In just under a month, Oscar statuettes will once again be handed out at Hollywood's Kodak Theatre. By our calculation, this gives Academy voters fewer than 30 days to make a very important decision when it comes to the expanded Best Picture category.

Namely: Will they opt for one of the eight unworthy nominees that no one will care about a decade from now? Or will they do what's right and choose one of the two totally awesome sci-fi movies that somehow made the slate?

OK, as sci-fi nerds, we're admittedly biased. But while the two groundbreaking films in question -- James Cameron's groundbreaking 3-D epic "Avatar" and the cinema-verité alien opus "District 9" -- are more than worthy of inclusion on the list of nominees, we can't say we like their chances. Not when the Academy has such a long history of getting it wrong with sci-fi films.

In an attempt to show voters how foolish they might look 20 years from now and therefore sway them to choose, say, "District 9" (please!), we hereby present Asylum's Top 5 Sci-Fi Movies That Should Have Won Oscars.

5. "Blade Runner" vs. "Gandhi" (1982)

This is the first of two Ridley Scott rips on this list. "Blade Runner" was light years ahead of its time stylistically, and Its cyberpunk influence is still evident today -- even in both of this year's sci-fi nominees.

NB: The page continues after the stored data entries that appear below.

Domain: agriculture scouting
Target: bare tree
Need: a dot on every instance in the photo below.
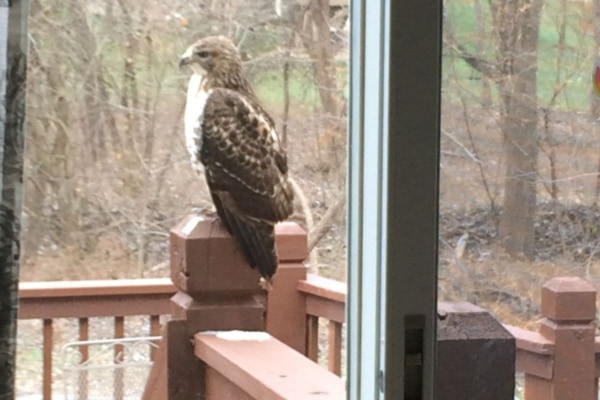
(516, 25)
(12, 117)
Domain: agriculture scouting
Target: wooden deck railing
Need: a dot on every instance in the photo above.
(48, 301)
(562, 359)
(326, 299)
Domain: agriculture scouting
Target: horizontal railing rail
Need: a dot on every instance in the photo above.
(254, 365)
(326, 299)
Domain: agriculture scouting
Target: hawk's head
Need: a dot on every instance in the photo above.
(214, 55)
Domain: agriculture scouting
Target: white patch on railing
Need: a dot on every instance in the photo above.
(191, 224)
(241, 335)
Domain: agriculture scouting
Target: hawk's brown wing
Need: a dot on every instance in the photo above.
(246, 171)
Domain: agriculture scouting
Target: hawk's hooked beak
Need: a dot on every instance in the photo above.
(186, 57)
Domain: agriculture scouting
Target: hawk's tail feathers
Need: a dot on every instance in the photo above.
(257, 240)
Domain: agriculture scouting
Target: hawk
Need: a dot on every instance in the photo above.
(230, 136)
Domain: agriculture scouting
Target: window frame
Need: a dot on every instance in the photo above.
(393, 232)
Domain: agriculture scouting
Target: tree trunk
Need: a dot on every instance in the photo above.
(518, 24)
(594, 95)
(316, 36)
(13, 31)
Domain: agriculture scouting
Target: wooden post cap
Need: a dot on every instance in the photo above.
(291, 242)
(206, 259)
(475, 353)
(568, 299)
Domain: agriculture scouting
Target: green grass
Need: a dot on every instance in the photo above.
(575, 70)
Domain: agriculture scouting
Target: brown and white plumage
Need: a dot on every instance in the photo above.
(231, 137)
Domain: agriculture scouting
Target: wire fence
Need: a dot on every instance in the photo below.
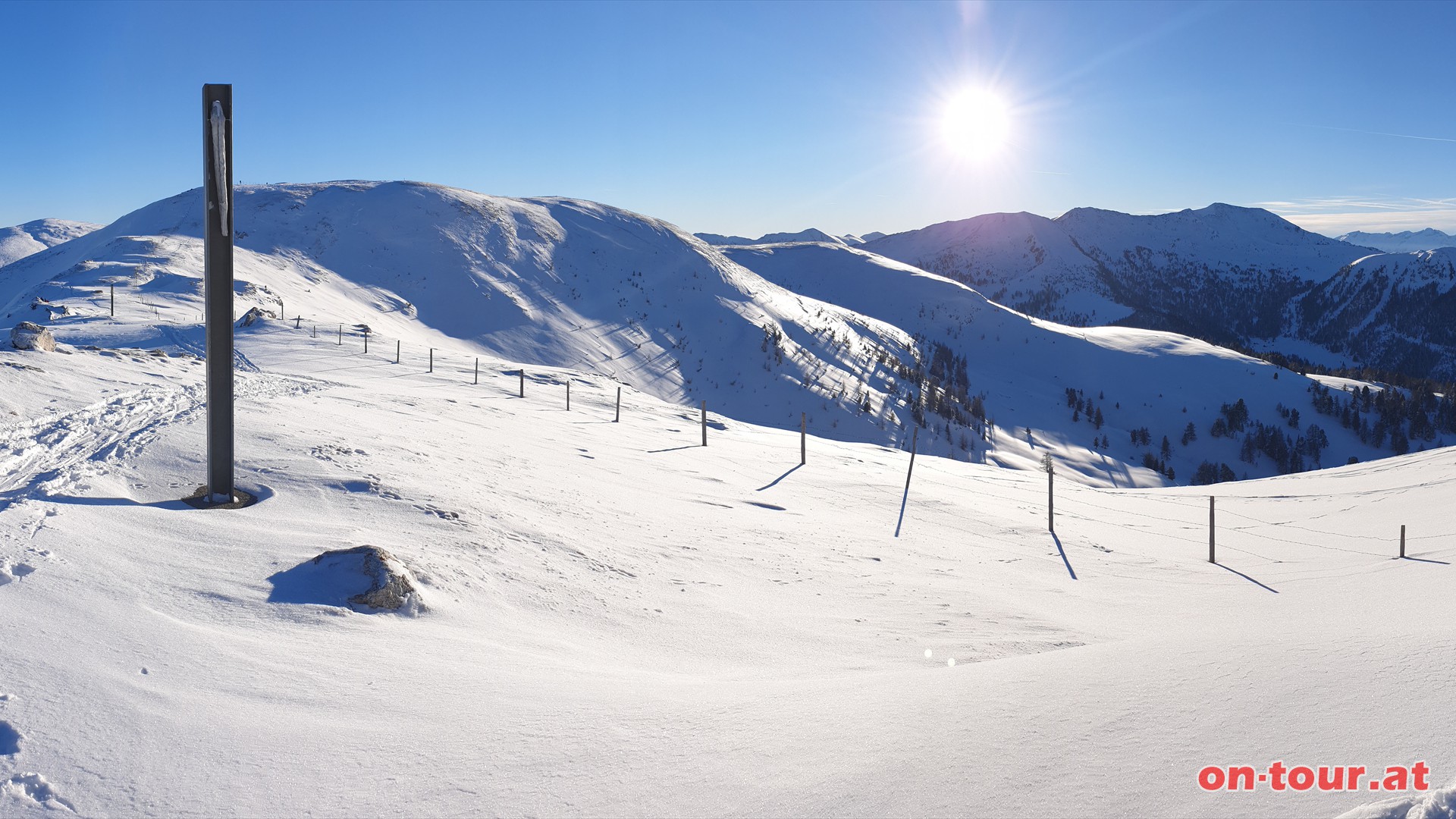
(441, 362)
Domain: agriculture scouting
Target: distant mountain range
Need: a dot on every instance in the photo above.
(811, 235)
(1228, 275)
(868, 347)
(1404, 242)
(36, 237)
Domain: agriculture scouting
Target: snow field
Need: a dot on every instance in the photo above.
(625, 623)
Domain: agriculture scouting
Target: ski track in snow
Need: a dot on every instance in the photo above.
(47, 455)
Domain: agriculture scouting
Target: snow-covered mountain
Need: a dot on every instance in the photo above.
(36, 237)
(1402, 242)
(1220, 273)
(811, 235)
(1398, 309)
(1225, 275)
(1019, 260)
(870, 349)
(615, 620)
(723, 240)
(750, 632)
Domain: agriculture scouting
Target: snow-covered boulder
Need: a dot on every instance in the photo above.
(30, 335)
(366, 579)
(254, 315)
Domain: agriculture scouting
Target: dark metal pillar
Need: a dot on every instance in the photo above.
(218, 242)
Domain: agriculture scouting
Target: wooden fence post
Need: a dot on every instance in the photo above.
(1210, 529)
(1052, 502)
(915, 441)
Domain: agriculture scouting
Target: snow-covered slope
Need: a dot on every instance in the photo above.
(1402, 242)
(1220, 273)
(721, 240)
(1128, 379)
(620, 621)
(36, 237)
(1395, 309)
(811, 235)
(544, 281)
(1019, 260)
(865, 347)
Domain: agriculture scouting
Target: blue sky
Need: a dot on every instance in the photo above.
(748, 117)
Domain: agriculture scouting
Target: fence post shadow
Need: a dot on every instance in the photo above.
(1245, 576)
(1063, 553)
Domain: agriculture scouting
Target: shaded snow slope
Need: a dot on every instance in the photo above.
(544, 281)
(36, 237)
(1223, 273)
(810, 235)
(1022, 368)
(1019, 260)
(1402, 242)
(620, 621)
(1391, 308)
(856, 346)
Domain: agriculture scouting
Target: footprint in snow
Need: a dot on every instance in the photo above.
(12, 572)
(33, 789)
(9, 739)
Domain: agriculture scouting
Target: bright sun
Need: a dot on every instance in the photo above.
(976, 124)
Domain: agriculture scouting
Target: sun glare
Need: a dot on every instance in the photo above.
(976, 124)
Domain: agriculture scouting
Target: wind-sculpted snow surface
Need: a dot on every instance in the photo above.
(856, 346)
(623, 621)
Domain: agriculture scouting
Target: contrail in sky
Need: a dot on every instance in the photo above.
(1375, 133)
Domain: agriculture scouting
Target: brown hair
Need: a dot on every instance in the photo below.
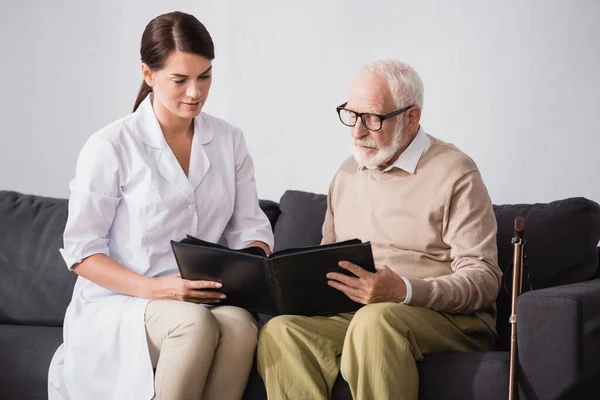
(170, 32)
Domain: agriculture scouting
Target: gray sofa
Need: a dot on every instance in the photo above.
(554, 351)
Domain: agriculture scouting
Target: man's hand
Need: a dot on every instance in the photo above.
(367, 287)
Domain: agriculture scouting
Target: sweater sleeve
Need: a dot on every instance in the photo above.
(469, 230)
(328, 225)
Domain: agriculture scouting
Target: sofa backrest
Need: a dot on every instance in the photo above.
(35, 284)
(561, 239)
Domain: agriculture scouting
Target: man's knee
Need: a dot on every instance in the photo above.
(374, 318)
(278, 329)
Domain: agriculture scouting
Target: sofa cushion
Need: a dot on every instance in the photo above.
(301, 219)
(560, 247)
(35, 284)
(26, 352)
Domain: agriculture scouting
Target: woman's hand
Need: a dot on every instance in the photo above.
(173, 287)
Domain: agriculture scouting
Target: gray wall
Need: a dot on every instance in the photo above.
(514, 83)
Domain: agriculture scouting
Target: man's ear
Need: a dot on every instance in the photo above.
(413, 118)
(148, 75)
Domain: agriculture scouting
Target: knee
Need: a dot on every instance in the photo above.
(372, 318)
(278, 330)
(197, 324)
(237, 326)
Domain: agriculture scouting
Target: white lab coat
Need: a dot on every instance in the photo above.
(129, 198)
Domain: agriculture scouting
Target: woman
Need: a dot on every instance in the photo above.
(165, 171)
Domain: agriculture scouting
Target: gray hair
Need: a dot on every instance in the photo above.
(404, 82)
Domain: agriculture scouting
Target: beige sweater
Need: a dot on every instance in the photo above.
(436, 228)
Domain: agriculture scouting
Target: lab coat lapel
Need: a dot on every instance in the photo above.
(199, 160)
(166, 163)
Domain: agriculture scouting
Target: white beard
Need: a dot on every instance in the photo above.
(383, 153)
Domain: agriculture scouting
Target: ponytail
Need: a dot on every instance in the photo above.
(144, 90)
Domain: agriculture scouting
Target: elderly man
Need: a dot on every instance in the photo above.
(424, 207)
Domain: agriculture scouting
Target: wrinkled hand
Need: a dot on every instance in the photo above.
(173, 287)
(367, 287)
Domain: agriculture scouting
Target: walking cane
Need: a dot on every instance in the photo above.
(518, 242)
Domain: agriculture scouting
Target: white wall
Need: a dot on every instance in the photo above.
(515, 84)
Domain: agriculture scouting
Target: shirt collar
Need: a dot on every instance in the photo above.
(410, 157)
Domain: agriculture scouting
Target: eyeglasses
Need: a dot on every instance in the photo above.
(372, 122)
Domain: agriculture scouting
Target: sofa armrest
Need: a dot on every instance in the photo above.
(554, 350)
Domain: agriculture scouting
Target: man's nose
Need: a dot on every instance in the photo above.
(359, 131)
(193, 91)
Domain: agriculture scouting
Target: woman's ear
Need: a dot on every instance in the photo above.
(148, 75)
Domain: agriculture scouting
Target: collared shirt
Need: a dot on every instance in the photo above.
(408, 161)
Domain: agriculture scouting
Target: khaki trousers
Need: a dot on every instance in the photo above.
(199, 352)
(375, 349)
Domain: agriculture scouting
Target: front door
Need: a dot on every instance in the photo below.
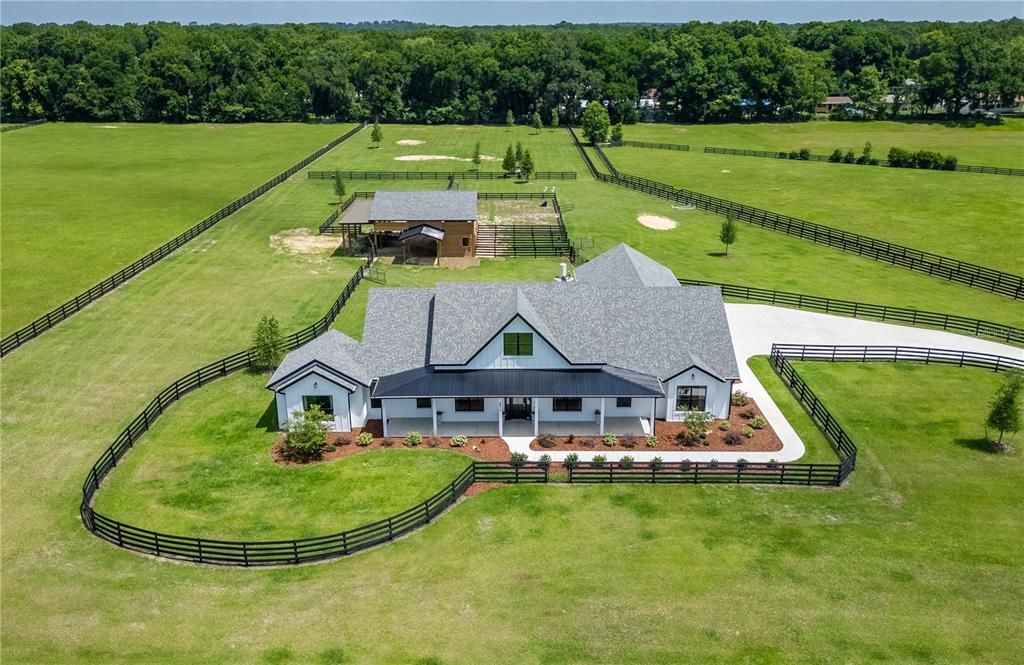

The fact that "Gandhi" actually is a pretty darn good biopic keeps "Blade Runner" from placing higher on our list. But let's face it, without Ben Kingsley, what have you got? At best, an Emmy-worthy miniseries.


4. "The Empire Strikes Back" vs. "Ordinary People" (1980)

Yeah, we know the original "Star Wars" was nominated -- and lost -- in 1977, but that's not such a glaring error. Woody Allen's "Annie Hall" is still a classic from another under-represented genre: comedy.

Besides, everyone knows that "Empire" is the best installment of the "Star Wars" franchise. It introduced Boba Fett!

So, what film won Best Picture that year? "Ordinary People." Yeah, we had to look it up, too. Amazingly, it has Timothy Hutton in a critical role.


3. "The Matrix" vs. "American Beauty" (1999)
This one should have been easy. "The Matrix" featured a mind-bending story, truly revolutionary special effects, and a complete reinvention of cinematic technique.

"American Beauty" had Kevin Spacey spanking it in the shower to Mena Suvari, and a crucial cameo by a floating plastic grocery bag.

We're all about rose-petal-covered honeys, but beyond that, you need to pour Red Bull over your popcorn to stay awake during this overrated flick.

2. "Alien" vs. "Kramer vs. Kramer" (1979)

Come to think of it, that sounds like a pretty good sequel idea -- at least as good as "Alien 3."

Scott's "Alien" is a work of art -- a masterpiece of suspense worthy of Hitchcock. Set in a grimy future, it has influenced nearly every sci-fi and horror movie that followed it.

If there's a flaw to "Alien," it's that no matter how many times you watch it, Ripley isn't going to lose the underwear.

On the other hand, "Kramer vs. Kramer" retains all the relevance of CB-radio lingo. Wow -- Mommy and Daddy got divorced? Did it make you cry tears of acid? Fail.

1. "2001: A Space Odyssey" vs. "Oliver!" (1968)

"Open the Kubrick-winning envelope, HAL."

"I'm sorry, Dave. I'm afraid I can't do that."

Criminally, none of Stanley Kubrick's films ever won a Best Picture award; worse, "2001" wasn't even nominated. While the auteur's meditative space epic has its flaws (pacing, flat-lining actors), we think Kubrick should have jettisoned the competition into the icy vacuum of space.

You say you want music? There's not a cubicle slave on Earth who can't finish the chorus to "Daisy." Now, name me one song from inexplicable winner "Oliver!" Our point exactly. Let's hope the Academy has better sense this year.